At least two major battles for the history of the Church and her expansion will have their centennials celebrated this year. One is arguably one of the major turning points of the entire History of mankind, as it ended persecution against the Church and lay the foundation of the Christian Era - the Battle of the Milvian Bridge, which we will remember and celebrate in October.
But 800 years ago another major battle was about to take place in Andalusia. There was nothing inevitable about the Reconquista, on which so much of the History of the world as we know it would depend, due to the disproportionate influence that the quest for evangelization and discoveries would grant to the poor depopulated kingdoms of what was then largely known as "the Spains" (the Iberian Peninsula).
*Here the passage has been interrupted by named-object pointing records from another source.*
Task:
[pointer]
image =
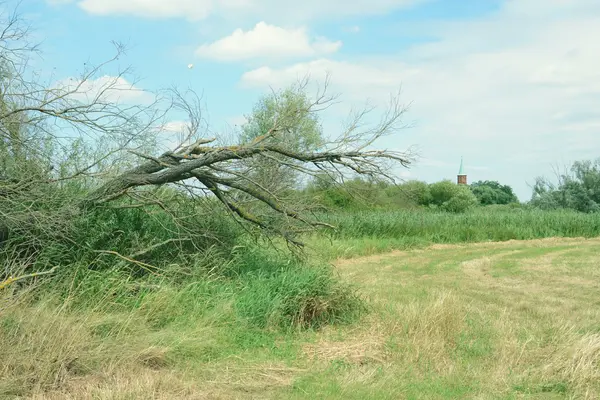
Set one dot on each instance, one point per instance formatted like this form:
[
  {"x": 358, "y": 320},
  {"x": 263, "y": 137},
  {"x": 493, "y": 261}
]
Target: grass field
[{"x": 516, "y": 319}]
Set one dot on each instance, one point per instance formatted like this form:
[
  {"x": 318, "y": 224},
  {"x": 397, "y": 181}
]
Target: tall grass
[{"x": 483, "y": 224}]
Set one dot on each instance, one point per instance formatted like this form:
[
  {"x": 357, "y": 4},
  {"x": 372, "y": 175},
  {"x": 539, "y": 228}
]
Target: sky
[{"x": 513, "y": 86}]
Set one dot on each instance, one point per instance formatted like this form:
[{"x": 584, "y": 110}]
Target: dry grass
[{"x": 487, "y": 321}]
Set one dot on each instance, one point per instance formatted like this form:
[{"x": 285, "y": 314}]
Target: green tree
[
  {"x": 492, "y": 192},
  {"x": 284, "y": 118},
  {"x": 577, "y": 189},
  {"x": 451, "y": 197}
]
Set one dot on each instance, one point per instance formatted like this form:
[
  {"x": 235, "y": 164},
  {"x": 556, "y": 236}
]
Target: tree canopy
[{"x": 492, "y": 192}]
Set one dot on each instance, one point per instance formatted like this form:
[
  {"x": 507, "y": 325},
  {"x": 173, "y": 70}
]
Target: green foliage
[
  {"x": 290, "y": 109},
  {"x": 492, "y": 192},
  {"x": 451, "y": 197},
  {"x": 578, "y": 189},
  {"x": 494, "y": 223},
  {"x": 299, "y": 130},
  {"x": 417, "y": 191},
  {"x": 462, "y": 201}
]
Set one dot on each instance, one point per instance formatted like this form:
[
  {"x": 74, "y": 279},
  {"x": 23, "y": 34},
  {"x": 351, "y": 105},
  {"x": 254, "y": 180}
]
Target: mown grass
[
  {"x": 370, "y": 232},
  {"x": 487, "y": 320}
]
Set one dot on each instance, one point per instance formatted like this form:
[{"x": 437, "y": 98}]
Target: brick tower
[{"x": 462, "y": 177}]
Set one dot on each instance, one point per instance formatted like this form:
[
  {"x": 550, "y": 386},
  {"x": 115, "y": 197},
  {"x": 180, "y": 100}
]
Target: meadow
[{"x": 497, "y": 303}]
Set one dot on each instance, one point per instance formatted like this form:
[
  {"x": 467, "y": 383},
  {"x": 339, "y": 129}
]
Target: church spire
[{"x": 462, "y": 177}]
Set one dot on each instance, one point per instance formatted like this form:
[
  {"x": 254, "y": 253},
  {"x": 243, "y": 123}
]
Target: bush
[
  {"x": 451, "y": 197},
  {"x": 462, "y": 201},
  {"x": 297, "y": 297}
]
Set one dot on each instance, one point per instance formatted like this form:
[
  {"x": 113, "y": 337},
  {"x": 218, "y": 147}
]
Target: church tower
[{"x": 462, "y": 177}]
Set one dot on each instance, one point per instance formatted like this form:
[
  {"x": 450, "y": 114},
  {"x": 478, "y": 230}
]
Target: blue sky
[{"x": 511, "y": 85}]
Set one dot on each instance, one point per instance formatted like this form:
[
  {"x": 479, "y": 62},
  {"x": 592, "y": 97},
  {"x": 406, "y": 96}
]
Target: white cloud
[
  {"x": 106, "y": 89},
  {"x": 268, "y": 41},
  {"x": 352, "y": 29},
  {"x": 276, "y": 10},
  {"x": 514, "y": 91}
]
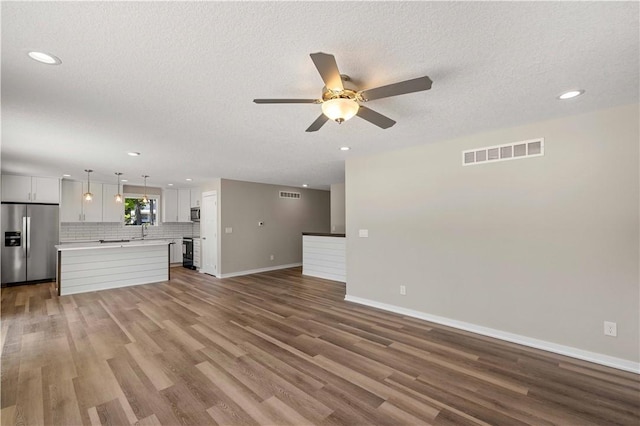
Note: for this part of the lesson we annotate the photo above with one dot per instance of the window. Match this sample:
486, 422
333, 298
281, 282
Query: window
137, 212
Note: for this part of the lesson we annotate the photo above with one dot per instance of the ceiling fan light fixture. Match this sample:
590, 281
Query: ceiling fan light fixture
45, 58
340, 109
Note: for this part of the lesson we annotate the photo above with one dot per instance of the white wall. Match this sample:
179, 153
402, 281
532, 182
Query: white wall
338, 214
545, 248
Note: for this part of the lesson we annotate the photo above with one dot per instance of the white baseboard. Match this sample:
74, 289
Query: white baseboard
257, 271
609, 361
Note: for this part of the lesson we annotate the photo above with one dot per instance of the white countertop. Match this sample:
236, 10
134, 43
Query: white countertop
95, 245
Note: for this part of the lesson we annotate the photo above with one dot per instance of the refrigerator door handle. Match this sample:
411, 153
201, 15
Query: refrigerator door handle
28, 236
24, 236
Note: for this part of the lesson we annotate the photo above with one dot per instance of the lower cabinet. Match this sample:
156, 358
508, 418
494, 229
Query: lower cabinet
196, 253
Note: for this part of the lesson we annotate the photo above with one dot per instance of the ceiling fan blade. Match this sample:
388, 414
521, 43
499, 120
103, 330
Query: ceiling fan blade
328, 69
315, 126
375, 117
407, 86
286, 101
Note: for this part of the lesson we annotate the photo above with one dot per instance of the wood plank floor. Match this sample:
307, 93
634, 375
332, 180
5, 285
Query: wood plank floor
277, 348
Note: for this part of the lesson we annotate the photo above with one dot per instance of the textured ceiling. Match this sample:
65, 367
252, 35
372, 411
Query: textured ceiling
176, 80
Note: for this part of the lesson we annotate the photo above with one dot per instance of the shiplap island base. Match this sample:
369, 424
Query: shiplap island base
84, 267
323, 256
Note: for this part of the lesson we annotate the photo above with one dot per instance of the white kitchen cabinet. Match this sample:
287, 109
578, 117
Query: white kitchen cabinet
176, 205
30, 189
71, 201
170, 205
92, 210
196, 196
175, 255
111, 211
73, 207
184, 205
197, 256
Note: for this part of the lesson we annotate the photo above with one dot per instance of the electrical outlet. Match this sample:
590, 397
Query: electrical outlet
610, 329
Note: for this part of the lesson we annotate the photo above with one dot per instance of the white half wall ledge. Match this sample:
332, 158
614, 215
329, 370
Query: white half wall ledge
597, 358
257, 271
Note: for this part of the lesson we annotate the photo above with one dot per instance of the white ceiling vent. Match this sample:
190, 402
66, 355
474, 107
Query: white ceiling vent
510, 151
288, 194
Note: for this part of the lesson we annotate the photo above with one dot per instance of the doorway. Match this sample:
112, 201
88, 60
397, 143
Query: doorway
209, 231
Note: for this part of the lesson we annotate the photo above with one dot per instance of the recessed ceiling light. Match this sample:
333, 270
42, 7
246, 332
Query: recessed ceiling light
570, 94
45, 58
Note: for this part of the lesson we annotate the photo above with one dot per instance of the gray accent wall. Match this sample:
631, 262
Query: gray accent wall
338, 215
249, 246
544, 247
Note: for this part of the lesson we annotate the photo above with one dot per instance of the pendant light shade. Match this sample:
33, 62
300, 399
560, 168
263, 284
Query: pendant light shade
145, 199
88, 196
118, 196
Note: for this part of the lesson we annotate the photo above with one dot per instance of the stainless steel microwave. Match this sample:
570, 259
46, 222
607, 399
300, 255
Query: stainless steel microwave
195, 214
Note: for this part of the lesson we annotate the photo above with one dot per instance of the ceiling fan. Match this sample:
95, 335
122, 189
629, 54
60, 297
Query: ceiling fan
340, 101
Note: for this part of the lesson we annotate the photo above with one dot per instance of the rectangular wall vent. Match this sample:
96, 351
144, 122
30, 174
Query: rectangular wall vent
288, 194
510, 151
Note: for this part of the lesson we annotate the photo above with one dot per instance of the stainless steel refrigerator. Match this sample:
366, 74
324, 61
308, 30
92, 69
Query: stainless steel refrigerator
30, 233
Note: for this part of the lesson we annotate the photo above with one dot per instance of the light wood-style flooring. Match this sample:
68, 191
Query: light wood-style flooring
276, 349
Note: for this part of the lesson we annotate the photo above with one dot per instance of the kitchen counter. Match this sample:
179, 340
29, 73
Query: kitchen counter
110, 244
323, 234
92, 266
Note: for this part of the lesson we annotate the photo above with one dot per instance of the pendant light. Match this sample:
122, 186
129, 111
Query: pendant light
88, 196
145, 199
118, 195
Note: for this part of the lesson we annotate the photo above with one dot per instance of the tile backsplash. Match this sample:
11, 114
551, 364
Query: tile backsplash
71, 232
In the decades prior to 1212, the Reconquest had come to a halt. The Almohads, battle by battle, advanced to the greatest extent of Muslim domination in the Peninsula in centuries. In 1211, the Caliph himself crossed the Straits of Gibraltar with tens of thousands of his soldiers. 1212 would be the year that would decide if the Spains would ever be completely Christian once again.
Earlier in 1212, the King of Castille had sent an embassy to Pope Innocent III asking for a special Bull granting the privileges of Crusade to those warriors from all over Christendom who would go to Spain to aid a struggle that was common to all - a request granted by the Pope. In fact, in the Eternal City itself, the Wednesday following the Sunday of the Most Holy Trinity in 1212 was dedicated to public penance, prayers and processions led by the Pontiff himself for the success of Christian troops in Spain.
The armies of Christian kingdoms in the Spains (Castille, Portugal, Navarre, Aragon), as well as volunteers from Leon and from all Christendom, particularly France, met the Almohad forces on Monday, July 16, 1212, in sweltering fields and hills of the Sierra Morena not far from Jaén: it would be the Battle of Las Navas de Tolosa, won by Christian forces.
Muslim forces in Spain would be in permanent retreat, soon limited to the Emirate of Granada, itself finally conquered in the fateful year of 1492, well after the first Iberian seafarers had left the European mainland with a crusading spirit that would conquer half the world and take the faith of the Church of Rome to previously unknown or unreachable lands and peoples.